L'inquiétude montait mardi, deux jours après la disparition dans une région reculée d'Amazonie d'un journaliste britannique et d'un spécialiste brésilien des peuples autochtones. Le président Jair Bolsonaro a qualifié leur expédition "d'aventure peu recommandable".

Le journaliste indépendant Dom Phillips, 57 ans, collaborateur régulier du quotidien The Guardian, qui faisait des recherches pour un livre dans la Vallée de Javari, et Bruno Araujo Pereira, 41 ans, spécialiste reconnu des peuples indigènes, n'ont plus été vus depuis dimanche matin.

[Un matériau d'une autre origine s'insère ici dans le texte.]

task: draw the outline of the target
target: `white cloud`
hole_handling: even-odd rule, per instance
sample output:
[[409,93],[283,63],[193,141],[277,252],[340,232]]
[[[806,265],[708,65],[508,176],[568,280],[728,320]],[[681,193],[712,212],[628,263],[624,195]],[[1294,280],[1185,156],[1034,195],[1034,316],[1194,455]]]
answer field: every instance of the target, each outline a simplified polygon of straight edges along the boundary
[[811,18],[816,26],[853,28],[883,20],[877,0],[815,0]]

Ils avaient "reçu des menaces sur le terrain la semaine (précédant) leur disparition", ont révélé dans un communiqué l'Union des organisations indigènes de la Vallée Javari (Univaja) et l'Observatoire pour les droits humains des peuples indigènes isolés et récemment contactés (OPI).

La Police fédérale et la Marine ont repris leurs recherches mardi matin, cette dernière avec un hélicoptère, deux embarcations et un scooter nautique, a rapporté la presse. Le gouvernement de Brasilia, se disant "très préoccupé" dans un communiqué, a assuré que la police faisait tout "pour les localiser au plus vite".

Escalade de violences

Située dans l'ouest de l'Amazonie, près du Pérou, la Vallée de Javari est très difficile d'accès et abrite des tribus souvent totalement isolées. Cette région connaît une escalade de la violence armée en raison de la présence de mineurs, d'orpailleurs ou de chasseurs clandestins.

"Deux personnes dans un bateau, dans une région comme celle-là, complètement sauvage, est une aventure qui n'est pas recommandable. Tout peut arriver", a déclaré le président brésilien dans un entretien accordé à la chaîne Sbt News.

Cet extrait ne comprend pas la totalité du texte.